Will the adoption of 5G change how we fly?

Size of the 5G market in the aviation industry will reach $4.2bn by 2026, up from $200m last year

preflight preparation of the aircraft for departure. Conceptual representation of the use of modern technology and artificial intelligence to prepare the aircraft without human intervention

With internet speed of up to 10 gigabits per second — more than 100 times faster than its predecessors — the fifth-generation (5G) wireless network will be a game-changer for the aviation sector, industry experts predict. The size of 5G market in global aviation industry is estimated to grow to $4.2 billion (Dh15.4bn) by 2026, up from just $200 million last year, according to aviation technology group Sita, based in Switzerland. Growing demand for a better flight experience, greater use  of connected devices and the need for fast internet connectivity at airports and on board aircraft are all expected to drive demand. The National looks at how 5G will disrupt the aviation industry in the coming years. 

What is driving demand?

The growth in air passenger traffic and travellers spending a lot of time at airports will propel the adoption of 5G by airports and flight operators. Passengers usually spend an average of three hours at airports and this can go as high as four hours when they have connecting flights, according to a survey by Dufry, a Swiss travel retailer. The lack of availability of strong internet connectivity is a common complaint among travellers, but the high speed and long-range capabilities of 5G are expected to address this issue.

What about the costs?

The cost of 5G is high as operators need to change their entire infrastructure. For example, 4G connectivity is provided through a low-band spectrum ranging between 5 megahertz to 10MHz. Whereas a 5G network requires spectrum bands with a width greater than 200MHz. The level of investment required for this roll-out is one of the major challenges of 5G adoption in aviation, according to a report syndicated by Markets and Markets. In an analysis of one European country, consultancy McKinsey predicted that network-related capital expenditure for 5G would have to increase 60 per cent from 2020 to 2025, roughly doubling total cost of ownership to a network operator during that period. These costs are likely to be passed on to consumers.

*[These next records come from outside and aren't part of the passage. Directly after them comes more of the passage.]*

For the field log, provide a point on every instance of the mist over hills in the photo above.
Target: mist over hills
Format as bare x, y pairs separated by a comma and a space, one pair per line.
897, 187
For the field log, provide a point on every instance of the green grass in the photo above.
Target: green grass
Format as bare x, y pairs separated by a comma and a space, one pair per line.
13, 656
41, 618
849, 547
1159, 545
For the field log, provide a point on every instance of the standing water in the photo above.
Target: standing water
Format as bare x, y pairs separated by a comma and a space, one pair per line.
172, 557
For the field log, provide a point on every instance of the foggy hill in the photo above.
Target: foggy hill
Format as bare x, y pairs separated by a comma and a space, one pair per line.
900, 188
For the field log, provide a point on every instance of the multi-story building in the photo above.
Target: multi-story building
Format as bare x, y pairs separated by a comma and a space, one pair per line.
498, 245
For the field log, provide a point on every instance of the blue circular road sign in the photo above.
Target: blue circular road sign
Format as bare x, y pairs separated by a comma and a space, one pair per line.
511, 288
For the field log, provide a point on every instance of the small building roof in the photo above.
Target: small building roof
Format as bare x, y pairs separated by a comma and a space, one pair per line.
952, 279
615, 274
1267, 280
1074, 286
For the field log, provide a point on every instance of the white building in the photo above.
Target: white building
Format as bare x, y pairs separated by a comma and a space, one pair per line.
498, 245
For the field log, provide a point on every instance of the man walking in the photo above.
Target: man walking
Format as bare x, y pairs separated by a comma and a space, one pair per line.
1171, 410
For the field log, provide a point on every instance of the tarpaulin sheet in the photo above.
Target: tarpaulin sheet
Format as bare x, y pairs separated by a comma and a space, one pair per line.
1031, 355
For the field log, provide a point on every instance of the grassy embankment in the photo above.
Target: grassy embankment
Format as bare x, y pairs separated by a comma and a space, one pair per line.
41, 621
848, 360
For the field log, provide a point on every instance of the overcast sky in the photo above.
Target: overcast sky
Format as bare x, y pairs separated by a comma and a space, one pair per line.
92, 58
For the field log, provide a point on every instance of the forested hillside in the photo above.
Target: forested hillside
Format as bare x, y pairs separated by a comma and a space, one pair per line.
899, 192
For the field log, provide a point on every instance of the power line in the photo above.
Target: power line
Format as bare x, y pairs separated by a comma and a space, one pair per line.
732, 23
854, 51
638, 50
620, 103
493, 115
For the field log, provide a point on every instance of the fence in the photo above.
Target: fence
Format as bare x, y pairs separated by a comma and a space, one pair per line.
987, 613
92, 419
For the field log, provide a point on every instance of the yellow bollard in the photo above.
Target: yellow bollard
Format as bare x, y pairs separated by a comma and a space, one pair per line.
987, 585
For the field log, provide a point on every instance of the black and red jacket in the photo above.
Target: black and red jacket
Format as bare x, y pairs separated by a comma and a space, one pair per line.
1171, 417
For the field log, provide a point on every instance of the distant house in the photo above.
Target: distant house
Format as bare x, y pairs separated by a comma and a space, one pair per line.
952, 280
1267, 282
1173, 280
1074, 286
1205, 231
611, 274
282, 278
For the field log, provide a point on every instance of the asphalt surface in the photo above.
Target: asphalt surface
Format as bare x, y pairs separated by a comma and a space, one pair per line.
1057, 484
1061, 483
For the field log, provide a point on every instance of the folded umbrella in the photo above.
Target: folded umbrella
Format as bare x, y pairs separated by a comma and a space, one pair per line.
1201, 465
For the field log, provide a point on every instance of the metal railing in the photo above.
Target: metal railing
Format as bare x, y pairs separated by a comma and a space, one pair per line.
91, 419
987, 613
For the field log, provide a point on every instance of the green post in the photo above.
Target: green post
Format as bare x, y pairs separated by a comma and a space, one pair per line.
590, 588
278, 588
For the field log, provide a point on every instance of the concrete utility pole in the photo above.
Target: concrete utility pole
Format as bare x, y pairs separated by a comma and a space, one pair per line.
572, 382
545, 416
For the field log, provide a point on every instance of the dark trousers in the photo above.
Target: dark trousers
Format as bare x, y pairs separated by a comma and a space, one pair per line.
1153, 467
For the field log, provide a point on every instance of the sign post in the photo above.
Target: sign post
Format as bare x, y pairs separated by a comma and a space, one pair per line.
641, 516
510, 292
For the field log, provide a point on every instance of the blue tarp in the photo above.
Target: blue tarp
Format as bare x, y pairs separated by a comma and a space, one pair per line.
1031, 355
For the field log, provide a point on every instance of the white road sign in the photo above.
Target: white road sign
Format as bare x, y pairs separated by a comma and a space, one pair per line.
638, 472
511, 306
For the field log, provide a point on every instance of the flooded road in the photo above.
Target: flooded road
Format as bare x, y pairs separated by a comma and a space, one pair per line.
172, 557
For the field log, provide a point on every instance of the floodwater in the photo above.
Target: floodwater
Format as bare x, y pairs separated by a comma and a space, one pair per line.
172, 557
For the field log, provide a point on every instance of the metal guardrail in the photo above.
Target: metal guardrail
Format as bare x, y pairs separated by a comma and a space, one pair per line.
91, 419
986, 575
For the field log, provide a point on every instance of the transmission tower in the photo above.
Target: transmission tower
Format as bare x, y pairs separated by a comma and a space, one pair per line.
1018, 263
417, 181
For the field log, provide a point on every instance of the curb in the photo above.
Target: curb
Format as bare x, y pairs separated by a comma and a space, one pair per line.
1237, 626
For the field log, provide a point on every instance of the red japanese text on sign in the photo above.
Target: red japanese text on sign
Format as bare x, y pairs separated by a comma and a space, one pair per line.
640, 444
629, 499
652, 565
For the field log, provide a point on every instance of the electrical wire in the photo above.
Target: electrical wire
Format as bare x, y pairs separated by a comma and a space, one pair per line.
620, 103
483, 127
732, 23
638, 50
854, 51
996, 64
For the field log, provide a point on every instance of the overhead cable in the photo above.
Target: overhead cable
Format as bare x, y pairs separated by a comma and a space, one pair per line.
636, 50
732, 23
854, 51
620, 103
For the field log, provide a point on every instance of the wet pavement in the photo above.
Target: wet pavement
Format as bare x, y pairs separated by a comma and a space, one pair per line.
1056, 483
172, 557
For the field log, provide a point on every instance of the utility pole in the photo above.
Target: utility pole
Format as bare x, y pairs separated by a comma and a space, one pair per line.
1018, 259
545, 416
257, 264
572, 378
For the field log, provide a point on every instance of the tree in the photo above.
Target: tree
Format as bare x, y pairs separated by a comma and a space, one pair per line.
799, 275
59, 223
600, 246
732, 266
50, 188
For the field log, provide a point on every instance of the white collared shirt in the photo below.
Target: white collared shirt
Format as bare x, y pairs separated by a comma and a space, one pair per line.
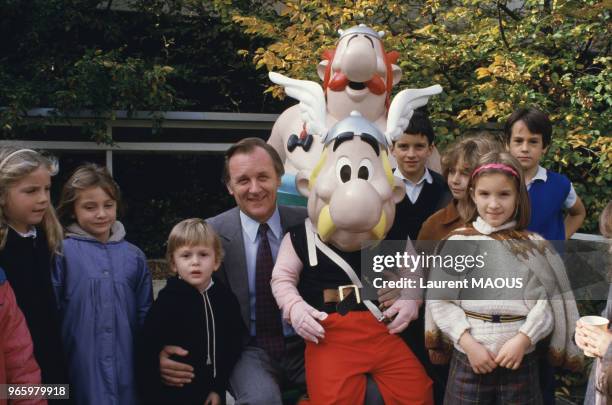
541, 175
251, 244
413, 190
29, 234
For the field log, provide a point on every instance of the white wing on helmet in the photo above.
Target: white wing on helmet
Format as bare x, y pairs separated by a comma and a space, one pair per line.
311, 98
403, 106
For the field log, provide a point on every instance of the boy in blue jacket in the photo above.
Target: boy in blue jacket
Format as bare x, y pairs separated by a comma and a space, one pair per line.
196, 314
528, 134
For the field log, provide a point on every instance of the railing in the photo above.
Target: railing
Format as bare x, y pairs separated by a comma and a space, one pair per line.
251, 124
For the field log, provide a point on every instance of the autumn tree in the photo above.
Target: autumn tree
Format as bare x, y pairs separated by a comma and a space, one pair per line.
490, 57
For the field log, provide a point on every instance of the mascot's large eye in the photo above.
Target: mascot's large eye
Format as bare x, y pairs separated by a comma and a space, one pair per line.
365, 169
343, 169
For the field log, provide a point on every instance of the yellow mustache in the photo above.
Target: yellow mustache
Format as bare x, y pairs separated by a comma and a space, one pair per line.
381, 227
325, 225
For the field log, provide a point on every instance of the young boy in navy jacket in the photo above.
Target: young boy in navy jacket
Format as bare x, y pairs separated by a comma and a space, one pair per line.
528, 134
196, 314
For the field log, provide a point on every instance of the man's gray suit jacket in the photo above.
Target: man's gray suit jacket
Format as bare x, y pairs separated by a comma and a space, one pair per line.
233, 271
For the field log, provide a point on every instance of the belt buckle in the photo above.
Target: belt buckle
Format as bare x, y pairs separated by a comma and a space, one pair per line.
352, 286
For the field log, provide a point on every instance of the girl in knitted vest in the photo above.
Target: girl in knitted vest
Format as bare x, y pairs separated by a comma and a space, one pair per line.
520, 296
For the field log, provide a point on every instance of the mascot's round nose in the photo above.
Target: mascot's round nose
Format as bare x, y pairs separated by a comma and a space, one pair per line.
355, 206
359, 60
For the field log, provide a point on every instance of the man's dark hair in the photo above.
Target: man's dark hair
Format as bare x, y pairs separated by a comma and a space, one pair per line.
536, 121
420, 125
248, 145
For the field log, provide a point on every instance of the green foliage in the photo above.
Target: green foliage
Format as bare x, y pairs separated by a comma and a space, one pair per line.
102, 56
489, 59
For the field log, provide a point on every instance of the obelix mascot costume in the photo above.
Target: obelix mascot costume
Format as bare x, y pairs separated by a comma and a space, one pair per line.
358, 75
351, 195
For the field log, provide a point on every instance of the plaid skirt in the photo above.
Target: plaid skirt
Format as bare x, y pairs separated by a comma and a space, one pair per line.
502, 386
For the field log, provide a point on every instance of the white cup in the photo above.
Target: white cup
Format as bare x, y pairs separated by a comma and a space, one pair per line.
596, 321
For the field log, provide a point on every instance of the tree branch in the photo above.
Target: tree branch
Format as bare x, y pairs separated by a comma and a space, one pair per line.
511, 13
501, 27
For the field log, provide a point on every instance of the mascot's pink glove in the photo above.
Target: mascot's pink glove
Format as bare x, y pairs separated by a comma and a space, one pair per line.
305, 320
285, 276
405, 311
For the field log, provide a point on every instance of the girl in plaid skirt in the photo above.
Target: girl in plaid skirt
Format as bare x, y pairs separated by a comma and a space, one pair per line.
494, 331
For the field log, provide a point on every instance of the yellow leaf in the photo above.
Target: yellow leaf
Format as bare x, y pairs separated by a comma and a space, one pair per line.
482, 72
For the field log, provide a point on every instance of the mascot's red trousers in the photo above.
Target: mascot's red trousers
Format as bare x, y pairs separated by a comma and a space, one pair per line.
356, 344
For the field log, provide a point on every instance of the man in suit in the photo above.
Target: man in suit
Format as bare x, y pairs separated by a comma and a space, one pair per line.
251, 233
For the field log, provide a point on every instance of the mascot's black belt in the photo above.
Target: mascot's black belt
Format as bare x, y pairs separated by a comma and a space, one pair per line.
346, 297
494, 318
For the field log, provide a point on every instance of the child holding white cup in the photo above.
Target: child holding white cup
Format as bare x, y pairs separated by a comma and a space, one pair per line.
594, 337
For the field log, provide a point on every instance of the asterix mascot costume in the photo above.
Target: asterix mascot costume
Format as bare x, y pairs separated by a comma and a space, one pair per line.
358, 75
316, 279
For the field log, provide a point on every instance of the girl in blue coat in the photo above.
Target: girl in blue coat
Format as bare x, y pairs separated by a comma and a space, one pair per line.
103, 287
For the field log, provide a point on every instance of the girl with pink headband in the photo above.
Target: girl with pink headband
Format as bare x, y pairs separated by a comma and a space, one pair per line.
494, 330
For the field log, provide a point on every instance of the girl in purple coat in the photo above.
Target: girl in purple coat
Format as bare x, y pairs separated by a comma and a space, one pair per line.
103, 287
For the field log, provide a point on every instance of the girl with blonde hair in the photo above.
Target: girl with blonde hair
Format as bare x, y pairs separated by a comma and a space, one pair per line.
30, 236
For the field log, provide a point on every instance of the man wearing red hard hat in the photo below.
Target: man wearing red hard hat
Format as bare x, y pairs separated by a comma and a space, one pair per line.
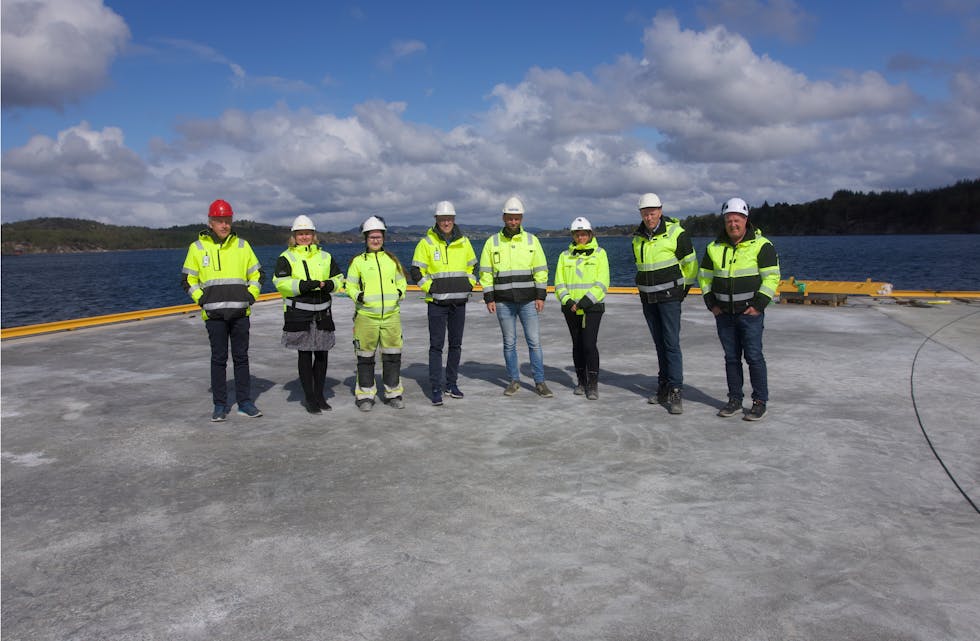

How will 5G improve airport connectivity?

Currently, 4G technology can manage abpit 10,000 devices in each square kilometre but a 5G network can manage a million. A widespread adoption of the Internet of Things, connecting hundreds of devices at airports, brings about the inherent need to adopt 5G. “We are already using 4G for IoT applications used in biometric passenger processing such as smart path and baggage management, and the uptake of 5G will provide many more opportunities,” said Gilles Bloch-Morhange, vice president of Sita. “5G is already enhancing our existing applications at airports … communications, operations, baggage management and passenger processing.”

What problems can 5G solve at airports?

Artificial intelligence-backed technology will solve major pain points, according to Sita. For example, biometrically matching passengers to their bags will be simple. AI-assisted computer vision will continually scan boarding gate areas and predict capacity issues for hand luggage on flights, enabling staff to plan accordingly before boarding. 

And how will it help airline operators?

5G will allow next-generation aircraft to exchange vast amounts of data around the airport and at the gate. “The fast transmission and the timely analysis of aircraft data will enable pro-active maintenance, quicker aircraft turn-around, more on-time departures and an improved customer experience,” said Sita.